O fato de as temperaturas estarem em desequilíbrio, a qualidade do ar estar cada vez mais comprometida e a multiplicação de fenômenos como tempestades, inundações, ciclones-bomba, entre outros, são apenas alguns dos reflexos diretos de ações antrópicas desordenadas e posturas nocivas.

No Brasil dos últimos meses, por exemplo, a profusão de incêndios – muitos deles criminosos, com grande número de casos registrados no Ceará – e as queimadas no Pantanal revigoram um alerta que há tempos sinaliza vermelho. É preciso parar o quanto antes com tais atitudes e prover iniciativas urgentes de resguardo, com apoio irrestrito dos órgãos competentes e toda a sociedade.

Em notícia recente, se fez conhecer o caso de uma organização da sociedade civil, dedicada à conservação ambiental de área verde na região de Fortaleza, se ver ameaçada de deixar de funcionar, por falta de recursos e, portanto, de apoio. Com o quadro pandêmico, as arrecadações diminuíram, suscitando a necessidade de prover a manutenção de um espaço tão importante para a capital cearense e, consequentemente, para todo o entorno que ela engloba.

Este, inclusive, deve ser o pensamento para que essa e outras casas e programas destinados a cuidar do meio ambiente garantam sua permanência: cada ato de responsabilidade para com a vida natural, por menor que seja, já é um grande passo para o cultivo de novas perspectivas. Assim, vale desde separar corretamente o lixo em casa e não poluir as ruas até participar ativamente de projetos e discussões que envolvam uma causa tão relevante.

O período eleitoral que se desdobra neste momento também é uma oportunidade propícia para a avaliação de propostas que abracem a proteção de áreas verdes e o desejo de solidificação de políticas públicas mais eficazes nesse ramo. Há agendas que, levando em conta pesquisas de opinião, preocupam mais a população. É o caso da saúde, da educação, da segurança pública e do emprego/renda. Deve-se lembrar, contudo, que administração pública tem múltiplas responsabilidades e não só pode como deve atuar em muitas frentes. 

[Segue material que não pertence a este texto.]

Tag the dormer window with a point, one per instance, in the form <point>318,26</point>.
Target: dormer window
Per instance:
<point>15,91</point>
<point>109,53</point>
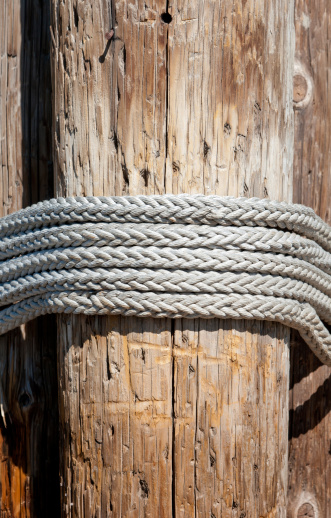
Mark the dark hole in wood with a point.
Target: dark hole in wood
(24, 400)
(166, 17)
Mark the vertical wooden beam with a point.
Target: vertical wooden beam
(28, 439)
(310, 395)
(184, 418)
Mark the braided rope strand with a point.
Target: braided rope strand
(169, 256)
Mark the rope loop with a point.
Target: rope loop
(169, 256)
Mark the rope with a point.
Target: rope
(169, 256)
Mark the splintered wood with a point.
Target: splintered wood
(28, 440)
(310, 395)
(182, 418)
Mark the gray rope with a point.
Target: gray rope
(169, 256)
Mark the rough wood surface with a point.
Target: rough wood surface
(28, 445)
(310, 396)
(161, 418)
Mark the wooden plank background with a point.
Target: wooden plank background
(310, 394)
(28, 447)
(29, 483)
(186, 418)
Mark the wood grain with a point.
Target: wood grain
(184, 418)
(310, 395)
(28, 444)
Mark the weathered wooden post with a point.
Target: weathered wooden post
(310, 395)
(28, 442)
(159, 417)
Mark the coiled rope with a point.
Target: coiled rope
(169, 256)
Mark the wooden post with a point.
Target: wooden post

A questão ambiental não é apenas uma tendência, mas uma necessidade, alinhada com uma crescente demanda planetária. Deve-se atentar a ela como meio de promover uma maior qualidade de vida para todos. Deve-se observar o desenvolvimento socioeconômico como aliado dos diferentes ecossistemas presentes no território cearense. Uma vasta geografia merecedora de atos prudentes. Em suma, é preciso incutir na consciência coletiva que cuidar da natureza é ir muito além do lugar-comum. Diz respeito a um modo de se situar no universo e entender que cada coisa está integrada a outra. Quando há uma atenção redobrada no planeta como casa, a vida em sua totalidade – tudo aquilo que respira, muda e transforma – avança em perpetuar sua primordial existência.